Hobbesian Contractarianism
Hobbesian contractarianism grounds morality in the mutually advantageous agreements that rational, self-interested agents would make to escape the destructive conflict of a state of nature.
Definition
Hobbesian contractarianism holds that moral constraints are the principles it would be rational for self-interested agents to agree to and comply with, because mutual acceptance of such constraints makes everyone better off than they would be under unconstrained pursuit of self-interest.
Scope
This topic covers the contractarian tradition that derives moral and political constraints from rational self-interest: Hobbes's account of the state of nature and the covenant, Gauthier's rational-choice reconstruction of morality as constrained maximization, and the central problems of compliance and the moral standing of those unable to contribute. It contrasts this self-interest-based approach with the moral-impartiality basis of contractualism.
Core questions
- Can morality be derived entirely from rational self-interest?

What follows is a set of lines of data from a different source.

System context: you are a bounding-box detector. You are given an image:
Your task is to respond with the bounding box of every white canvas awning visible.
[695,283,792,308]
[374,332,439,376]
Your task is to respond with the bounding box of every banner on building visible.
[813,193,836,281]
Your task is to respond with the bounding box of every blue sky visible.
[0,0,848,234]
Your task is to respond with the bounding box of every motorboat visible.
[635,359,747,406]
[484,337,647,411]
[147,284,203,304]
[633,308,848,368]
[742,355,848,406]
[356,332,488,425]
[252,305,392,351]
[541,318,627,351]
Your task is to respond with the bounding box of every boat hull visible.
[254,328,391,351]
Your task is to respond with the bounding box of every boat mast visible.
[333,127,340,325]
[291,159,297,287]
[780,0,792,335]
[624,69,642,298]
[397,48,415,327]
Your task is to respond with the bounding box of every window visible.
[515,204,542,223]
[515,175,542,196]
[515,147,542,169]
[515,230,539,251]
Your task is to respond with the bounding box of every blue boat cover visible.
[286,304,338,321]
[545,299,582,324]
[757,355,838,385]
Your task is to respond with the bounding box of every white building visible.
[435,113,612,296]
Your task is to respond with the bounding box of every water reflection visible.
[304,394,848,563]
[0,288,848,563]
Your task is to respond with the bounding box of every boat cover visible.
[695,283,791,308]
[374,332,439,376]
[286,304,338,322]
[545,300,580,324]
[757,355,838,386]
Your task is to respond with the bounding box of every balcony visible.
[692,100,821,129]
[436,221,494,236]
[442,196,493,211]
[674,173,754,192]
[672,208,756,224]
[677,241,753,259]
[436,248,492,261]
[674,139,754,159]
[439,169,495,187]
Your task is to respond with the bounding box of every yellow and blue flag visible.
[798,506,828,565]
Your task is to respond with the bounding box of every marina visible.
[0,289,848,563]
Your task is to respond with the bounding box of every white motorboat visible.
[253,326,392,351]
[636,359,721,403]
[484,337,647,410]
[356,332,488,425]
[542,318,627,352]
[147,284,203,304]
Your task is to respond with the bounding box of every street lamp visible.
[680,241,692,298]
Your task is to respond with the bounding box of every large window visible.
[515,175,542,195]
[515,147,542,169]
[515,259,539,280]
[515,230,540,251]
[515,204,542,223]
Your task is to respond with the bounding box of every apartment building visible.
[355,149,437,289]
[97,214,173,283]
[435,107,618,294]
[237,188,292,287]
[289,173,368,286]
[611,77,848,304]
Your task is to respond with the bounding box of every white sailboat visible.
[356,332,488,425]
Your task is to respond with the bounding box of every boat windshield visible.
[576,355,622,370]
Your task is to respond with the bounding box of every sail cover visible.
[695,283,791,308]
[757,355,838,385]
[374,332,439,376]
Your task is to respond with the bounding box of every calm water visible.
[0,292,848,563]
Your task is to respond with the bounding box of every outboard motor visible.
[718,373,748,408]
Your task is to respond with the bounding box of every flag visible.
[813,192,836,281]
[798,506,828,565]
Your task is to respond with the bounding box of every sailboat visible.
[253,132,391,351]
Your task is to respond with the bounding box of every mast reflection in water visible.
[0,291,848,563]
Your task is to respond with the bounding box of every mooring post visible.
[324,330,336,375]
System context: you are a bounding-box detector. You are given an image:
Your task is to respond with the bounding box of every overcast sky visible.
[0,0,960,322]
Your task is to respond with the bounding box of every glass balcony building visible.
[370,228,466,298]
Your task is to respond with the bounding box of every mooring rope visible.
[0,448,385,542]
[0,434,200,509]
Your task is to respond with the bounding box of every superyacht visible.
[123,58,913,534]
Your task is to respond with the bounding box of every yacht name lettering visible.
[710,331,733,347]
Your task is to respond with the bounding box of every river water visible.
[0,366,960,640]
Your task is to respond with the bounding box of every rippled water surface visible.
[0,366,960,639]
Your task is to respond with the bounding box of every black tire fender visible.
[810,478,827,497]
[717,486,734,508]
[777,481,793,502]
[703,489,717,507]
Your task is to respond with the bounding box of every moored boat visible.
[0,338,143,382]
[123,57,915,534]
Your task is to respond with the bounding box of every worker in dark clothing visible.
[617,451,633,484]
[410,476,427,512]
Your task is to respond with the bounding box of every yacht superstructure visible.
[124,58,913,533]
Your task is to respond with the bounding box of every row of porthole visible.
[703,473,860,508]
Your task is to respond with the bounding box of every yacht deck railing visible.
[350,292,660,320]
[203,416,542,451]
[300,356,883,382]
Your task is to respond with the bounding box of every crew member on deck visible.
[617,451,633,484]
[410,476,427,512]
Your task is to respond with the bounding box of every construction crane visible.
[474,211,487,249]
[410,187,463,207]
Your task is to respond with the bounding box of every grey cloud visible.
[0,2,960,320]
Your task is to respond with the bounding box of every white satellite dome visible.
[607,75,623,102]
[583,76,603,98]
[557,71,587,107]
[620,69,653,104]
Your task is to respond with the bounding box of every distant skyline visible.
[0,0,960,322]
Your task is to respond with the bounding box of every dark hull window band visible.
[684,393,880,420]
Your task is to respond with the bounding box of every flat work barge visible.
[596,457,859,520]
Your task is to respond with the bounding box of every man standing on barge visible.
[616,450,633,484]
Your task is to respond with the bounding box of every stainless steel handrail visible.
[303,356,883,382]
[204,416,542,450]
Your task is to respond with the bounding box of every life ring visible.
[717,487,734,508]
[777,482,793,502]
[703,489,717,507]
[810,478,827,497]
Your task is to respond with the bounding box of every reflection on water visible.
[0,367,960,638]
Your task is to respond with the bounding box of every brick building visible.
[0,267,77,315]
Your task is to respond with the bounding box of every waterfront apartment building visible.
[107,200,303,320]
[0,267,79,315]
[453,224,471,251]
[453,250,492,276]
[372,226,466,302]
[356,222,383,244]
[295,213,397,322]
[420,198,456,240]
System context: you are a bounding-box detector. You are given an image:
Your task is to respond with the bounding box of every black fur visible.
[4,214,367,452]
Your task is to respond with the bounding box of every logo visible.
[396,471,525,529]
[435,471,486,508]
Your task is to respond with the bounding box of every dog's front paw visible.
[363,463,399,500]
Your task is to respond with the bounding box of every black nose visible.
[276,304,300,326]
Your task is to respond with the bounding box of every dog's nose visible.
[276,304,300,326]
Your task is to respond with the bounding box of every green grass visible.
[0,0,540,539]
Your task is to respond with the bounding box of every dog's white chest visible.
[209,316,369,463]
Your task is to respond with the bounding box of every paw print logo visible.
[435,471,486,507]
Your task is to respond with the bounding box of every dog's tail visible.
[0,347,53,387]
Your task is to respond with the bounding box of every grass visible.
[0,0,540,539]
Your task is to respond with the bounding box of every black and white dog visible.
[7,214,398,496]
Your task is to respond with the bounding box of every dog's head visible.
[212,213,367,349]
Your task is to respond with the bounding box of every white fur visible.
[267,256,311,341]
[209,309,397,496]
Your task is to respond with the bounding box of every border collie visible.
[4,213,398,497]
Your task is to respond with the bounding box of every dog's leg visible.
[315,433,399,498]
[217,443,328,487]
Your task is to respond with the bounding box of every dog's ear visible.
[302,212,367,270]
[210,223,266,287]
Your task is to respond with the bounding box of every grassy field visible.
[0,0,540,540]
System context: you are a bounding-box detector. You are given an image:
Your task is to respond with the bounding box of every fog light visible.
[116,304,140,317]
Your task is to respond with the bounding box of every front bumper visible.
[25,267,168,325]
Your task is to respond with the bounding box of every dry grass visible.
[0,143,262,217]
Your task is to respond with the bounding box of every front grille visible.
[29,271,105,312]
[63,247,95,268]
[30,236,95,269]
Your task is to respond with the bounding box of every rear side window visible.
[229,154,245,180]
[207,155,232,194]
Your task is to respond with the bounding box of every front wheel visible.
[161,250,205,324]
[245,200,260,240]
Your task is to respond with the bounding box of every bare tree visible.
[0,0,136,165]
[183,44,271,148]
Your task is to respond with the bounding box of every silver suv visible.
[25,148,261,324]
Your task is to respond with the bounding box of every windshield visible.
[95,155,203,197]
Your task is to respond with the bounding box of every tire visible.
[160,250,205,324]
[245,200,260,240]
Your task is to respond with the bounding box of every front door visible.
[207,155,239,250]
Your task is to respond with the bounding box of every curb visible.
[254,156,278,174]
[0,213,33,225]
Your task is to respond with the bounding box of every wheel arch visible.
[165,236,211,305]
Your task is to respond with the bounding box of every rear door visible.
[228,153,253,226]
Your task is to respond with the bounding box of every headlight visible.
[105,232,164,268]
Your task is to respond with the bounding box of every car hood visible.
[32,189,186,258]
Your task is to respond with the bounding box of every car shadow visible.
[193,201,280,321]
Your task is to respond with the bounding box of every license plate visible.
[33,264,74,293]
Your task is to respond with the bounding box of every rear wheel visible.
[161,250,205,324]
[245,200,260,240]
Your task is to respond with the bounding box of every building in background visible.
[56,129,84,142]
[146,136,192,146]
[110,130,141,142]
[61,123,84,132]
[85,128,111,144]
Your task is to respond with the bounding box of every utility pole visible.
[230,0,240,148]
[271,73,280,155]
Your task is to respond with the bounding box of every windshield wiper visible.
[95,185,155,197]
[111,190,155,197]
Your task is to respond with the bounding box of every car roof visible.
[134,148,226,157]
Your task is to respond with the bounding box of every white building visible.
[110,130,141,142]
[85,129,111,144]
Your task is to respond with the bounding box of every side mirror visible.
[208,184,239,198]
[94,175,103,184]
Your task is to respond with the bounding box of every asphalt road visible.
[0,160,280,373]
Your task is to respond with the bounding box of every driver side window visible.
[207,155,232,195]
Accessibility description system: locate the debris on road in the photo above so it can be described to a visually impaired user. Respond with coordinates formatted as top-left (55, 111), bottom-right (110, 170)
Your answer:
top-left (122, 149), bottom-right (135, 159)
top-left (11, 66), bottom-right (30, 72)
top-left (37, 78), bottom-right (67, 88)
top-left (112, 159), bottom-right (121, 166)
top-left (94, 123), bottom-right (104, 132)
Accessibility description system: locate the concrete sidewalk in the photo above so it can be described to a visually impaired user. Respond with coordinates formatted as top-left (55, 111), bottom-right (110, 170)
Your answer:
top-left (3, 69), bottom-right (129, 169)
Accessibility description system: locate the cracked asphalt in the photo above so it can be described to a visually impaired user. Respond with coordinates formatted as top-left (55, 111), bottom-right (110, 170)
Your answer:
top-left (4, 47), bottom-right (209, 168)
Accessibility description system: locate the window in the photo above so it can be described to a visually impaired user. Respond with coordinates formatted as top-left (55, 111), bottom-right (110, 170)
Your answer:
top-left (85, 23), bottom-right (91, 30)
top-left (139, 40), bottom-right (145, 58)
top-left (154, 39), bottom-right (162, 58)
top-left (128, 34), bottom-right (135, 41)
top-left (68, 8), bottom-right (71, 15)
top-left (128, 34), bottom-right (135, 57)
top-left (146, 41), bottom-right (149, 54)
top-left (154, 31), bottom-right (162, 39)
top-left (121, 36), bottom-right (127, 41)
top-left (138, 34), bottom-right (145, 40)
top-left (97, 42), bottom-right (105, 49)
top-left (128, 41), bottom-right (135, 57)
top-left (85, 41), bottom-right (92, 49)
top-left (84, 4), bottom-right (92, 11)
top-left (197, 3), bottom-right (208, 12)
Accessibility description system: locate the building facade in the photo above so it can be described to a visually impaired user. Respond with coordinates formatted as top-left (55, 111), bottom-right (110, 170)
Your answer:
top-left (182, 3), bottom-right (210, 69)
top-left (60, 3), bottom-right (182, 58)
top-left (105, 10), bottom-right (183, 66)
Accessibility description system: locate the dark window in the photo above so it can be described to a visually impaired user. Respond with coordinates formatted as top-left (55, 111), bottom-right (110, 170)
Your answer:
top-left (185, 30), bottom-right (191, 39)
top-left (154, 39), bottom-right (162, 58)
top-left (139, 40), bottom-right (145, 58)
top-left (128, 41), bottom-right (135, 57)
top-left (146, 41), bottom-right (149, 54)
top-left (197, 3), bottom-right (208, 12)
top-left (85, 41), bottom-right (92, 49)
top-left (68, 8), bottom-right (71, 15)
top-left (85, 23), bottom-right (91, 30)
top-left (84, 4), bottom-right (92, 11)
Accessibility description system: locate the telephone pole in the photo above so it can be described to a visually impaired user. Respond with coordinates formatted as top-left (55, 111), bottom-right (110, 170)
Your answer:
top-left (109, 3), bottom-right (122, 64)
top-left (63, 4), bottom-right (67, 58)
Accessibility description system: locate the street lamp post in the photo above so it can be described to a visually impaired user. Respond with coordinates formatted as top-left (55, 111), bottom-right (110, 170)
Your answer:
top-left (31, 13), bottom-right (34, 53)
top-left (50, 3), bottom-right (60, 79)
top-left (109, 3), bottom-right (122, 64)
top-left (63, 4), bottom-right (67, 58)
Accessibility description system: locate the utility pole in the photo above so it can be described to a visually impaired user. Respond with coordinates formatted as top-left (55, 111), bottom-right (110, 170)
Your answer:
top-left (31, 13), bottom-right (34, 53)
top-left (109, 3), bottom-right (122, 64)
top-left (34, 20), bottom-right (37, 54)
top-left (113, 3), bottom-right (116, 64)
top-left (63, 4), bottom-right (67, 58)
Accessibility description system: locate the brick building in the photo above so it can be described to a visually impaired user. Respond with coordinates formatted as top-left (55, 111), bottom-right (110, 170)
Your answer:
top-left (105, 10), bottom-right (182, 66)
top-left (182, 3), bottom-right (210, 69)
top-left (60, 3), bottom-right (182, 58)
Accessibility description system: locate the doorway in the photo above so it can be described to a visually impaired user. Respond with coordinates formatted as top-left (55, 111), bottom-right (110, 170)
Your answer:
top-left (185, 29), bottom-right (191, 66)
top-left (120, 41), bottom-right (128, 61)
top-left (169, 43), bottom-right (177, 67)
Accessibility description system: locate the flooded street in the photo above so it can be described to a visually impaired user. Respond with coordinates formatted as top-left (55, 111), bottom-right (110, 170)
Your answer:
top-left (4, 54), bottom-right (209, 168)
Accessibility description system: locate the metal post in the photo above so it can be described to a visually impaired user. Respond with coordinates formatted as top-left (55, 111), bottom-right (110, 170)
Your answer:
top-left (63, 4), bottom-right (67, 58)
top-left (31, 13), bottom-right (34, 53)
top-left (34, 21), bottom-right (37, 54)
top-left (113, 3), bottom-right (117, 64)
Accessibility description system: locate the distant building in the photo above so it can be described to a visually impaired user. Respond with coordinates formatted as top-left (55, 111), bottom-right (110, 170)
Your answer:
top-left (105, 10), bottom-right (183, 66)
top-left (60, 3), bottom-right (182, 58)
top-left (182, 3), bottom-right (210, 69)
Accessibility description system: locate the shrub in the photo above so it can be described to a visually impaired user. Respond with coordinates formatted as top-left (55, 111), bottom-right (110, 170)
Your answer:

- Why is it rational to comply with an agreed constraint when defection would pay?
- What is the moral standing of those who cannot benefit or threaten the contractors?
- How does the state of nature establish the baseline for fair agreement?
Key theories
- The covenant out of the state of nature
- Hobbes's argument that rational agents in a state of nature, where life is a war of all against all, would covenant to authorize a sovereign and accept moral constraints for the sake of peace and self-preservation.
- Constrained maximization
- Gauthier's thesis that a disposition to comply with mutually advantageous agreements, rather than to maximize utility act by act, is itself the rational disposition for self-interested agents to adopt.
History
Hobbes (1651) gave the foundational statement, deriving political and moral obligation from the rational self-interest of agents seeking to escape the state of nature. Gauthier (1986) reconstructed this project with the tools of rational-choice theory, arguing that constrained maximization is rational, and contemporary contractarians continue to debate compliance and the scope of the moral community.
Debates
- The compliance problem and the Foole
- Hobbes's Foole and the prisoner's dilemma raise the worry that it is rational to agree to constraints but then defect; Gauthier's reply via constrained maximization is widely contested.
- The exclusion of the vulnerable
- Because the contract rests on mutual advantage, those unable to benefit or harm the contractors, such as severely disabled people, non-human animals, and future generations, appear to fall outside morality's protection.
Key figures
- Thomas Hobbes
- David Gauthier
- Jan Narveson
- Gilbert Harman
Related topics
Seminal works
- hobbes1651
- gauthier1986
Frequently asked questions
- How does contractarianism differ from contractualism?
- Contractarianism grounds morality in the agreements rational self-interested agents would make for mutual advantage, while contractualism grounds it in principles no one could reasonably reject, appealing to a moral concern to justify oneself to others rather than to self-interest.
- What is the compliance problem?
- It is the difficulty of explaining why a rational self-interested agent should keep an agreement when breaking it would be more advantageous; Gauthier answers that adopting a stable disposition to comply is itself rational.